Однако Лурье было по какой-то причине крайне необходимо считать Троицкий список более поздним, чем второй список той же редакции, что он и отразил в стемме списков. Второй список содержит кратчайшие отрывки «Хожения» Троицкой редакции, но он имел в глазах Лурье преимущество: не был связан с Троице-Сергиевым монастырем, где упокоился Василий Мамырев и которому он завещал свои рукописи. Троицкий же список, связанный с монастырем еще Н.М. Карамзиным, прослеживается в библиотеке Троице-Сергиева монастыря в глубину очень плотно до середины XVI в.: он не покидал обитель до передачи в библиотеку семинарии, затем Московской духовной академии, оттуда в собрание рукописей Московского публичного и Румянцевского музеев, хранящееся ныне РГБ.
Понятно, что если более полная книжная редакция «Хожения» в Троицком списке могла идти от рукописи, оставшейся у Мамырева, то попытки заменить ее летописной редакцией совсем смешны. Отсюда и стремление счесть Троицкий список хотя бы более поздним, чем крайне отрывочный список той же редакции из Музейного собрания РГБ[10], происхождение коего неизвестно. Тот описан Лурье еще короче, но главное – датирован концом XV в.
К счастью, эта богатейшая и ученейшая рукопись описана Кудрявцевым детально, на двух печатных листах, и известна чуть ли всем археографам. По ней опубликованы уникальные материалы о борьбе с новгородской ересью жидовствующих, древнейшие списки Повести о воеводе Евстратии, «Речей посла цесарева», русского перевода «Истории Иудейской войны» Иосифа Флавия, и Послания на Угру Вассиана Рыло. Другие списки из сборника использованы в разночтениях и исследованиях истории текста многих памятников. Главное, что рукопись сборная. Нашедший выписки из Хожения Александр Александрович Зимин счел их древнейшими, но на деле они на несколько лет младше Троицкого списка.
Сделанное в литературе сравнение текстов Музейного сборника с массой других рукописей указывает на связи с Троице-Сергиевым монастырем, московской митрополичьей и новгородской владычной кафедрой, с ведущими летописными центрами того времени, но прямо в монастыре ее локализовать не удается.
Нам этого и не надо, поскольку мы не стремимся непременно связать «Хожение» с вкладом Мамырева в Троицу, от которого хотел бы откреститься Лурье.

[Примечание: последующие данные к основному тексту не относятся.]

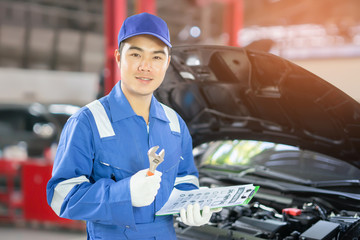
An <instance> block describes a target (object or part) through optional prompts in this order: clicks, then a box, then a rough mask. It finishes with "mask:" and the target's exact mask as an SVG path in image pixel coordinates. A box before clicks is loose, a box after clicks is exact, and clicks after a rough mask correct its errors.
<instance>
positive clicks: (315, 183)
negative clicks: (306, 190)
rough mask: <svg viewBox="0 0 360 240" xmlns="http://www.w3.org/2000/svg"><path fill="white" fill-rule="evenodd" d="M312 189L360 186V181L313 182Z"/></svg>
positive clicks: (358, 179)
mask: <svg viewBox="0 0 360 240" xmlns="http://www.w3.org/2000/svg"><path fill="white" fill-rule="evenodd" d="M311 186H312V187H346V186H360V179H345V180H328V181H316V182H312V184H311Z"/></svg>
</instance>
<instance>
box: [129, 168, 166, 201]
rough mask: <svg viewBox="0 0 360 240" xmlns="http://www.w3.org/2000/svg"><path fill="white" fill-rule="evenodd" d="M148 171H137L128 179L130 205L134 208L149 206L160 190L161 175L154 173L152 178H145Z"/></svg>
mask: <svg viewBox="0 0 360 240" xmlns="http://www.w3.org/2000/svg"><path fill="white" fill-rule="evenodd" d="M147 171H148V169H144V170H141V171H138V172H137V173H135V174H134V175H133V176H132V177H131V178H130V195H131V204H132V205H133V206H134V207H144V206H148V205H150V204H151V203H152V202H153V201H154V199H155V196H156V194H157V192H158V190H159V188H160V182H161V175H162V173H161V172H159V171H155V174H154V175H152V176H147V175H146V173H147Z"/></svg>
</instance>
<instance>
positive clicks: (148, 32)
mask: <svg viewBox="0 0 360 240" xmlns="http://www.w3.org/2000/svg"><path fill="white" fill-rule="evenodd" d="M144 34H145V35H152V36H154V37H157V38H158V39H160V40H161V41H162V42H163V43H165V44H166V45H167V46H168V47H170V48H172V45H171V43H170V42H169V41H168V40H166V39H165V38H164V37H162V36H160V35H158V34H156V33H152V32H137V33H136V34H130V35H129V36H126V38H123V39H120V40H119V45H120V43H121V42H122V41H124V40H126V39H128V38H131V37H134V36H138V35H144Z"/></svg>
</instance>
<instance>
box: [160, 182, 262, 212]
mask: <svg viewBox="0 0 360 240" xmlns="http://www.w3.org/2000/svg"><path fill="white" fill-rule="evenodd" d="M258 189H259V187H258V186H254V185H252V184H247V185H236V186H229V187H217V188H201V189H196V190H190V191H181V190H178V189H176V188H174V190H173V191H172V193H171V195H170V197H169V200H168V201H167V202H166V203H165V205H164V206H163V207H162V208H161V209H160V210H159V211H157V212H156V215H157V216H161V215H170V214H176V213H179V212H180V209H182V208H186V206H187V205H189V204H194V203H198V204H199V205H200V209H203V207H204V206H209V207H210V208H219V207H230V206H236V205H243V204H247V203H248V202H250V200H251V198H252V197H253V196H254V194H255V193H256V192H257V190H258Z"/></svg>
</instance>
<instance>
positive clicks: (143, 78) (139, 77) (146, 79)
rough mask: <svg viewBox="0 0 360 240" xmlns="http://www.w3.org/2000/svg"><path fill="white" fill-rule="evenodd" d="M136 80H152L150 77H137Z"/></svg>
mask: <svg viewBox="0 0 360 240" xmlns="http://www.w3.org/2000/svg"><path fill="white" fill-rule="evenodd" d="M136 79H139V80H142V81H151V80H152V78H148V77H136Z"/></svg>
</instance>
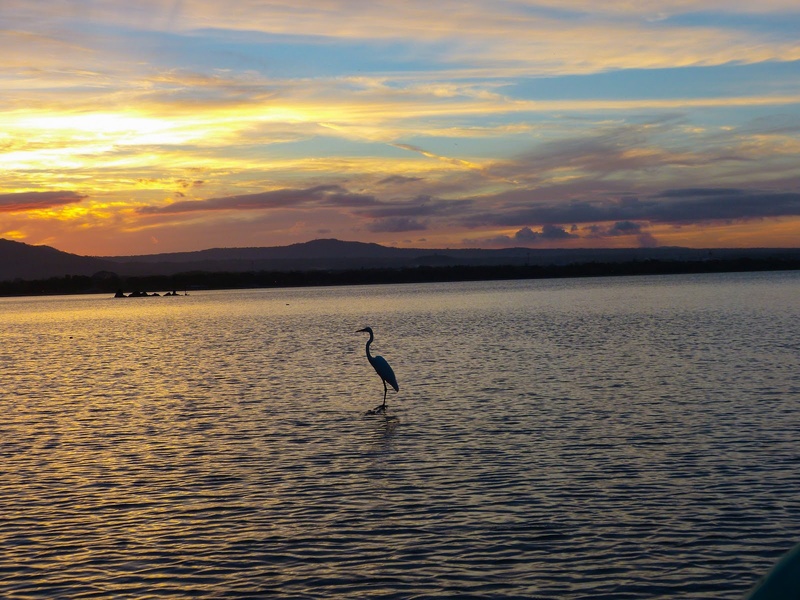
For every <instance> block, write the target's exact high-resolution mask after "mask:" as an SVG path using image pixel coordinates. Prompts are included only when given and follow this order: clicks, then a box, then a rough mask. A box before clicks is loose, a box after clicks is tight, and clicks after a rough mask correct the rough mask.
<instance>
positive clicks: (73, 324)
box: [0, 272, 800, 600]
mask: <svg viewBox="0 0 800 600" xmlns="http://www.w3.org/2000/svg"><path fill="white" fill-rule="evenodd" d="M0 322H2V342H3V344H2V346H0V363H1V364H2V369H0V383H1V384H2V387H0V394H2V418H0V519H2V528H0V597H2V598H9V599H16V598H70V599H81V598H136V599H145V598H189V597H194V598H237V597H239V598H264V597H276V598H289V599H291V598H330V597H341V598H403V599H406V598H430V597H442V598H456V597H458V598H559V599H564V598H570V599H572V598H574V599H577V598H583V599H598V598H607V599H614V600H619V599H626V598H739V597H740V596H741V595H742V594H743V593H744V592H745V591H746V590H747V589H748V588H749V587H750V586H751V585H752V584H753V583H754V582H755V580H756V579H757V578H758V577H759V576H760V575H762V574H763V573H764V572H765V571H766V570H767V569H768V568H769V567H770V566H771V565H772V564H773V562H774V561H775V560H776V559H777V558H778V557H780V555H782V554H783V553H784V552H786V551H787V550H789V549H790V548H791V547H792V546H793V545H794V544H795V543H797V542H798V541H800V439H798V432H800V370H798V366H799V365H798V356H800V273H798V272H794V273H766V274H729V275H702V276H670V277H637V278H608V279H575V280H557V281H522V282H491V283H464V284H429V285H397V286H375V287H347V288H344V287H343V288H314V289H276V290H248V291H231V292H195V293H194V294H193V295H190V296H187V297H160V298H140V299H112V298H107V297H98V296H71V297H56V298H16V299H2V300H0ZM366 325H371V326H372V327H373V328H374V330H375V335H376V339H375V342H374V343H373V345H372V351H373V354H382V355H383V356H384V357H386V358H387V359H388V360H389V362H390V363H391V364H392V366H393V367H394V370H395V373H396V374H397V378H398V380H399V383H400V393H399V394H395V393H394V392H391V391H390V395H389V398H388V406H389V410H388V414H387V417H388V418H387V417H384V416H367V415H365V414H364V413H365V411H367V410H369V409H371V408H373V407H375V406H376V405H377V404H380V402H381V401H382V398H383V386H382V385H381V382H380V379H379V378H378V376H377V375H376V374H375V373H374V371H373V370H372V368H371V367H370V365H369V364H368V363H367V360H366V358H365V356H364V343H365V342H366V339H367V336H366V334H363V333H356V330H357V329H360V328H362V327H364V326H366Z"/></svg>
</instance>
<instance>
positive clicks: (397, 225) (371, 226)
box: [367, 217, 428, 233]
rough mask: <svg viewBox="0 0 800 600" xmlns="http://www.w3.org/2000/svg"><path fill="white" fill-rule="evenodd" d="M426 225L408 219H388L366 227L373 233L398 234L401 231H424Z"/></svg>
mask: <svg viewBox="0 0 800 600" xmlns="http://www.w3.org/2000/svg"><path fill="white" fill-rule="evenodd" d="M427 228H428V226H427V225H425V224H424V223H421V222H420V221H418V220H417V219H412V218H409V217H388V218H385V219H378V220H376V221H374V222H372V223H370V224H369V225H368V226H367V229H368V230H369V231H372V232H373V233H400V232H403V231H424V230H426V229H427Z"/></svg>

Странно, что Яков Соломонович не постарался пристегнуть Музейные выписки к летописанию, ведь составители Музейного сборника представили и особую редакцию Вологодско-Пермской летописи, в которой, кстати, отразилось множество сведений о дьяке Василии Мамыреве. Тут его стремление отвязать книжную редакцию от Мамырева непонятно, так как мы знаем по летописи, что «Хожение» оказалось в Москве именно у дьяка. Но оно связано и со стремлением Лурье сделать летописную редакцию первичной, и с чисто филологическим анекдотом.

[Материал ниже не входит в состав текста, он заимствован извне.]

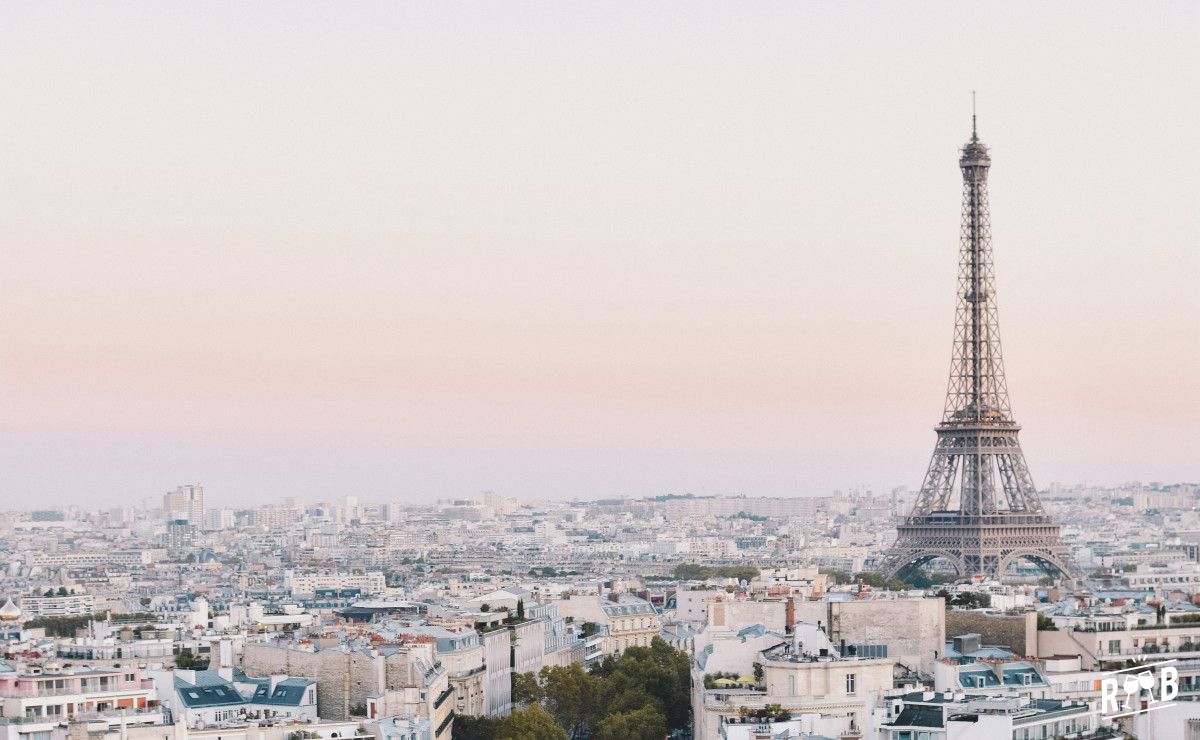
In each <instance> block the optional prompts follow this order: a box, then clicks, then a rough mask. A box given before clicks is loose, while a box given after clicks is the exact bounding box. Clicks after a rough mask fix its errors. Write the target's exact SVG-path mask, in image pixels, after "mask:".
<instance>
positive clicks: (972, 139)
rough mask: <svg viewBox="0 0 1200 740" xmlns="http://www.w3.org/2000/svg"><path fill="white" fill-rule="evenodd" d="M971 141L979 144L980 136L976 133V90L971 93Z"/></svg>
mask: <svg viewBox="0 0 1200 740" xmlns="http://www.w3.org/2000/svg"><path fill="white" fill-rule="evenodd" d="M971 140H972V142H978V140H979V134H978V133H976V118H974V90H972V91H971Z"/></svg>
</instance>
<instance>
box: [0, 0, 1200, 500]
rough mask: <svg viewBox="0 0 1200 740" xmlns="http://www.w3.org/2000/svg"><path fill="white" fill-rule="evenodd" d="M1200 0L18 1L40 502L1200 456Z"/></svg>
mask: <svg viewBox="0 0 1200 740" xmlns="http://www.w3.org/2000/svg"><path fill="white" fill-rule="evenodd" d="M1198 37H1200V5H1196V4H1194V2H1158V4H1097V2H1088V4H1028V5H1019V6H1015V7H1014V6H1013V5H1012V4H992V5H986V4H985V5H980V4H960V2H953V4H919V5H914V4H902V5H900V4H877V5H876V4H815V2H803V4H798V2H782V4H752V5H746V4H728V2H698V4H697V2H679V4H646V2H628V4H570V2H544V4H536V2H535V4H528V2H515V4H514V2H479V4H451V2H428V4H416V2H408V4H396V2H380V4H367V2H354V4H306V2H299V4H292V2H288V4H282V2H281V4H245V2H204V4H137V5H124V4H121V5H119V4H78V5H50V4H5V5H4V6H2V7H0V71H2V80H4V84H2V88H0V89H2V94H0V173H2V175H0V392H2V408H4V414H2V415H0V500H2V501H4V504H2V505H0V507H6V506H10V505H11V506H14V507H25V506H48V505H55V504H104V505H108V504H116V503H121V501H126V503H137V501H140V500H142V499H143V498H145V497H157V495H160V494H161V493H162V492H163V491H166V489H167V488H170V487H174V486H175V485H178V483H182V482H188V481H202V482H204V485H205V487H206V489H208V492H209V495H210V498H211V500H214V501H215V503H217V504H223V505H244V504H252V503H257V501H265V500H270V499H274V498H276V497H280V495H287V494H300V495H306V497H308V498H310V499H319V498H324V497H341V495H346V494H355V495H359V497H360V498H362V499H364V500H388V499H400V500H406V501H421V500H431V499H434V498H440V497H468V495H474V494H475V493H476V492H479V491H480V489H485V488H492V489H494V491H497V492H499V493H504V494H510V495H517V497H596V495H624V494H628V495H644V494H659V493H666V492H689V491H690V492H695V493H697V494H698V493H710V494H712V493H746V494H768V495H805V494H824V493H828V492H830V491H833V489H835V488H840V489H846V488H850V487H856V486H874V487H875V488H876V489H887V488H890V487H893V486H899V485H905V486H908V487H916V486H918V485H919V483H920V479H922V475H923V473H924V469H925V465H926V463H928V459H929V453H930V451H931V449H932V443H934V432H932V429H931V427H932V425H934V423H936V421H937V419H938V416H940V413H941V408H942V401H943V393H944V387H946V373H947V371H948V362H949V350H950V335H952V323H953V308H954V278H955V269H956V263H955V260H956V249H958V224H959V199H960V175H959V172H958V169H956V157H958V155H956V148H958V146H959V145H961V144H962V143H964V140H965V139H966V138H967V136H968V132H970V91H971V90H973V89H974V90H978V91H979V120H980V124H979V126H980V137H982V138H983V139H984V140H985V142H986V143H988V144H989V145H990V146H991V150H992V157H994V167H992V173H991V206H992V223H994V240H995V249H996V271H997V279H998V300H1000V308H1001V331H1002V336H1003V338H1004V350H1006V360H1007V368H1008V379H1009V389H1010V392H1012V396H1013V405H1014V413H1015V415H1016V417H1018V421H1020V422H1021V423H1022V425H1024V427H1025V431H1024V432H1022V443H1024V446H1025V450H1026V456H1027V458H1028V462H1030V465H1031V469H1032V471H1033V475H1034V479H1036V481H1037V482H1038V483H1039V485H1046V483H1049V482H1050V481H1067V482H1076V481H1091V482H1106V483H1120V482H1123V481H1130V480H1141V481H1151V480H1162V481H1181V480H1190V481H1196V480H1200V465H1198V449H1200V445H1198V441H1200V422H1198V419H1200V415H1198V414H1200V390H1198V389H1200V383H1198V380H1196V379H1198V374H1200V349H1198V348H1200V299H1198V290H1196V281H1198V276H1200V215H1198V213H1200V209H1198V203H1200V174H1198V173H1200V167H1198V166H1200V144H1198V142H1200V138H1198V136H1196V132H1198V131H1200V103H1198V97H1196V90H1198V89H1200V74H1198V70H1200V44H1198V43H1196V38H1198Z"/></svg>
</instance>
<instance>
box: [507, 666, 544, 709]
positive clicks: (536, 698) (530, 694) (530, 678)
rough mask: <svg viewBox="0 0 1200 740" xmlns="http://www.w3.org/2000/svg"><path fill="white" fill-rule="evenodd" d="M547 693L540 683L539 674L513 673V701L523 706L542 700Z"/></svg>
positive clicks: (513, 701) (512, 698) (512, 673)
mask: <svg viewBox="0 0 1200 740" xmlns="http://www.w3.org/2000/svg"><path fill="white" fill-rule="evenodd" d="M544 696H545V693H544V692H542V690H541V686H540V685H539V684H538V676H535V675H534V674H533V673H530V672H528V670H527V672H526V673H516V672H514V673H512V703H514V704H521V705H522V706H523V705H526V704H529V703H530V702H540V700H541V699H542V697H544Z"/></svg>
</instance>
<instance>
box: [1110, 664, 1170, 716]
mask: <svg viewBox="0 0 1200 740" xmlns="http://www.w3.org/2000/svg"><path fill="white" fill-rule="evenodd" d="M1174 663H1175V661H1162V662H1159V663H1146V664H1142V666H1134V667H1133V668H1122V669H1121V670H1112V672H1110V673H1106V674H1104V676H1103V678H1100V716H1102V717H1106V718H1109V720H1116V718H1117V717H1130V716H1134V715H1142V714H1146V712H1150V711H1154V710H1156V709H1166V708H1168V706H1170V705H1171V703H1172V702H1174V699H1175V697H1177V696H1178V694H1180V672H1178V669H1177V668H1176V667H1175V666H1174Z"/></svg>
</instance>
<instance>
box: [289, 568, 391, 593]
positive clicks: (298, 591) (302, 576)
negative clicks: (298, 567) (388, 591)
mask: <svg viewBox="0 0 1200 740" xmlns="http://www.w3.org/2000/svg"><path fill="white" fill-rule="evenodd" d="M283 582H284V584H286V586H287V589H288V591H289V592H290V594H292V595H293V596H295V595H307V596H311V595H314V594H317V592H318V591H335V592H342V591H353V590H356V591H358V592H359V594H361V595H364V596H373V595H376V594H382V592H384V591H385V590H386V589H388V583H386V580H385V579H384V576H383V572H382V571H367V572H365V573H340V572H322V573H298V572H295V571H287V572H284V574H283Z"/></svg>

Яков Соломонович уверяет читателя, будто академики М.Н. Тихомиров, филологи Н.В. Водовозов и Н.И. Прокофьев, цитирую, видят в Василии Мамыреве «дьяка посольского приказа», а это вовсе не так. Ссылок нет. Но я усомнился, чтобы наш любимый академик Михаил Николаевич Тихомиров был способен увидеть в дьяке Василии Мамыреве сотрудника приказа, возникшего лишь через 59 лет после его кончины. Он и не увидел – ничего подобного в его трудах нет. Нет такого и в лекции московского филолога Водовозова: у него дьяк лишь ведал посольскими делами. Что «Василий Мамырев … в 1470 г. был назначен Иваном III дьяком посольского приказа» неосторожно заметил филолог Н.И. Прокофьев.

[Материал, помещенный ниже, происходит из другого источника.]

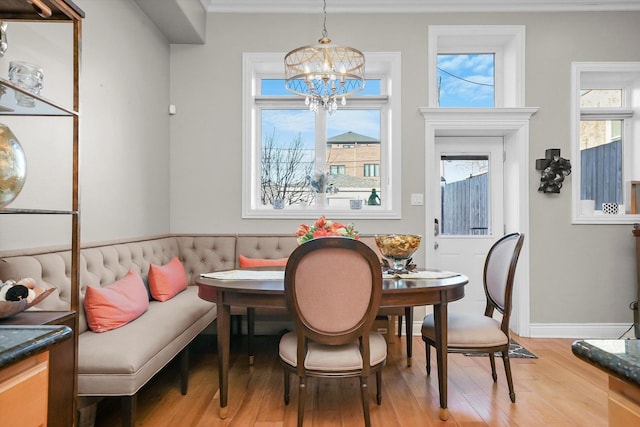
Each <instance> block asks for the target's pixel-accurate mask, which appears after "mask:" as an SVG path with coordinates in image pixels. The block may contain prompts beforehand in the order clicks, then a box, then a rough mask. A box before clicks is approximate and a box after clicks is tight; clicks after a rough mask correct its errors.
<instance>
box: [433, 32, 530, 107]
mask: <svg viewBox="0 0 640 427" xmlns="http://www.w3.org/2000/svg"><path fill="white" fill-rule="evenodd" d="M524 34H525V27H524V26H521V25H431V26H429V40H428V42H429V46H428V60H429V107H434V108H436V107H457V108H465V107H475V108H479V107H483V108H504V107H524V87H525V84H524V52H525V43H524Z"/></svg>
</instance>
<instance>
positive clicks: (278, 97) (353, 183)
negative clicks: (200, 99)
mask: <svg viewBox="0 0 640 427" xmlns="http://www.w3.org/2000/svg"><path fill="white" fill-rule="evenodd" d="M365 57H366V69H365V76H366V86H365V89H364V90H362V91H361V92H359V93H357V94H356V95H354V96H351V97H349V98H347V103H346V105H339V107H338V109H337V110H336V111H334V112H332V113H329V112H327V111H325V110H324V109H322V108H319V109H318V111H316V112H313V111H311V110H310V109H309V108H308V107H307V106H306V105H305V99H304V98H303V97H300V96H297V95H292V94H291V93H289V92H287V91H286V89H285V87H284V86H285V85H284V83H285V82H284V80H283V78H282V75H283V63H282V59H283V58H284V54H270V53H255V54H254V53H245V54H244V56H243V71H244V74H243V79H244V95H243V114H244V115H243V168H242V176H243V187H242V189H243V198H242V204H243V208H242V212H243V217H244V218H270V217H275V218H298V217H306V216H311V215H318V214H321V215H332V214H338V215H339V216H340V217H343V218H344V217H347V218H349V217H358V218H399V217H400V196H401V194H400V191H401V187H400V170H399V169H400V168H399V163H400V99H399V94H400V89H399V88H400V56H399V54H386V53H385V54H375V53H368V54H365ZM373 190H376V193H377V194H378V195H379V197H380V201H381V203H380V205H375V206H368V205H367V204H366V200H367V199H368V197H369V195H370V194H371V193H372V191H373ZM351 200H364V201H365V203H364V205H365V206H364V207H363V208H362V209H359V210H352V209H351V208H350V206H351V204H350V201H351ZM274 206H276V207H277V208H278V209H275V208H274Z"/></svg>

Но, обличая по сути его, а не Тихомирова, Лурье сам впал в ересь, уверяя, что «Василий Мамырев, получивший записки А(фанасия) Н(икитина), никогда не был посольским дьяком». В отсутствие разделения функций дьяков при Иване III, посольским дьяком был дьяк при посольстве: Василий Мамырев выступал таковым в посольстве к братьям великого князя в феврале 1480 г., – и Лурье это хорошо знал.